Mis piernas me arrojaron con celeridad sobre su cuerpo, para que mis manos tomaran del caudal de agua bajo nuestros pies y sanaran su herida. Pero era tarde, demasiado tarde. El agua limpiaba la sangre de su cuerpo tendido sobre el riachuelo, tiñendo de rojo las aguas que se alejaban. Sus ojos me observaban vacíos de vida. ¿Por qué Evan?, ¿por qué tenía que haber sido precisamente él, mi “joven guerrero”? ¿Por qué sentía que me habían desgarrado el pecho con un cuchillo al rojo vivo?

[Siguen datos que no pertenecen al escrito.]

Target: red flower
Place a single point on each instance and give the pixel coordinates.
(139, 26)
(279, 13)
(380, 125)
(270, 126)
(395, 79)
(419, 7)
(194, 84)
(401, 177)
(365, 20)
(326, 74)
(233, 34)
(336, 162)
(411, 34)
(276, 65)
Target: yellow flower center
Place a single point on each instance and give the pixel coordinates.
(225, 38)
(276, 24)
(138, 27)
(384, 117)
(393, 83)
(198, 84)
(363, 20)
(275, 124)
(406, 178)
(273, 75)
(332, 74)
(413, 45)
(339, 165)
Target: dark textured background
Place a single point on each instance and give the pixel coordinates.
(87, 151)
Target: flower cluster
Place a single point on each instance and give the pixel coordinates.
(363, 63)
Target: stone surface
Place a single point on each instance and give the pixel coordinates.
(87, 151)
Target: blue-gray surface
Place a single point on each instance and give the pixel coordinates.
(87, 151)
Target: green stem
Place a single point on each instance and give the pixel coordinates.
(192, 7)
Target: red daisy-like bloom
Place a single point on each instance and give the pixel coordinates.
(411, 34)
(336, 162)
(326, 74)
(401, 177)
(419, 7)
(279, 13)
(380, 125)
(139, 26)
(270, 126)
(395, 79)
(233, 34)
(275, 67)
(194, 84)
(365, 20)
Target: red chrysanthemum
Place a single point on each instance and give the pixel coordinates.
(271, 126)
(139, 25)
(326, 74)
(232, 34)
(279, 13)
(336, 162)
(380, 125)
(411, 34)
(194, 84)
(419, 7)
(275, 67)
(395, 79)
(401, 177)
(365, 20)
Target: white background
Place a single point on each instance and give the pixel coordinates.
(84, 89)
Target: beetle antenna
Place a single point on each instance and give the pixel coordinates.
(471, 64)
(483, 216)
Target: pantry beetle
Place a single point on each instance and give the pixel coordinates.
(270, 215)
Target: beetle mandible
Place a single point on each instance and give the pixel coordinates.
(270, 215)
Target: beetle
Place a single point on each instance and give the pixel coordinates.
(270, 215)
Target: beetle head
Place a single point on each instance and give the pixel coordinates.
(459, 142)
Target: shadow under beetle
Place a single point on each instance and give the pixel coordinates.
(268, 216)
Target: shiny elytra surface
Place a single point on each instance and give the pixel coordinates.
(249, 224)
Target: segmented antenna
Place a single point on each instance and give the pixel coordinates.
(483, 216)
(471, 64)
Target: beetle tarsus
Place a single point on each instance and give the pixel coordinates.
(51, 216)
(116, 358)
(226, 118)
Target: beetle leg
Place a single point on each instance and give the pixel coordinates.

—¡Basta de sentimentalismos! Haz lo que te he dicho o acabaré con todos ellos. – no podía apartar la mirada del rostro de Evan, la piel de sus mejillas se estaba empezando a enfriar bajo mis dedos. El agua que podía sanar sus heridas, el que le mantenía joven a mi lado, se estaba llevando el calor del cuerpo al que me aferraba. Mis lágrimas resbalaban por mi cara para saltar sobre su inexpresivo rostro. Una de ellas golpeó uno de sus ojos aún abiertos, haciendo que el sol se reflejara sobre aquella pequeña gota, dándole por un instante una chispa de brillo a su retina. Y entonces lo supe. Pagaría el precio.
—¡Arriba! – sentí un fuerte tirón en mi brazo, que tiraba de mí hacia arriba, obligándome a luchar en su contra y lazándome sobre los labios de Evan. Mi boca abrió la suya, para dejar que la vida que me sustentaba fluyese hacia su cuerpo. El aliento de la vida lo llamaba mi madre. Sentí como toda la energía que había en mi me abandonaba, debilitándome, drenándome. La luz que nos envolvía se fue apagando, no sentía el calor del sol sobre mi piel, no sentía el viento moviendo mis cabellos, el aire no entraba ya en mis pulmones para alimentar las células de mi cuerpo. Este mundo se escapaba de mí, o más bien yo de él, pero lo hacía feliz, porque lo último que vi, fue el intenso azul topacio brillando en los ojos de Evan, mi Evan. Él viviría.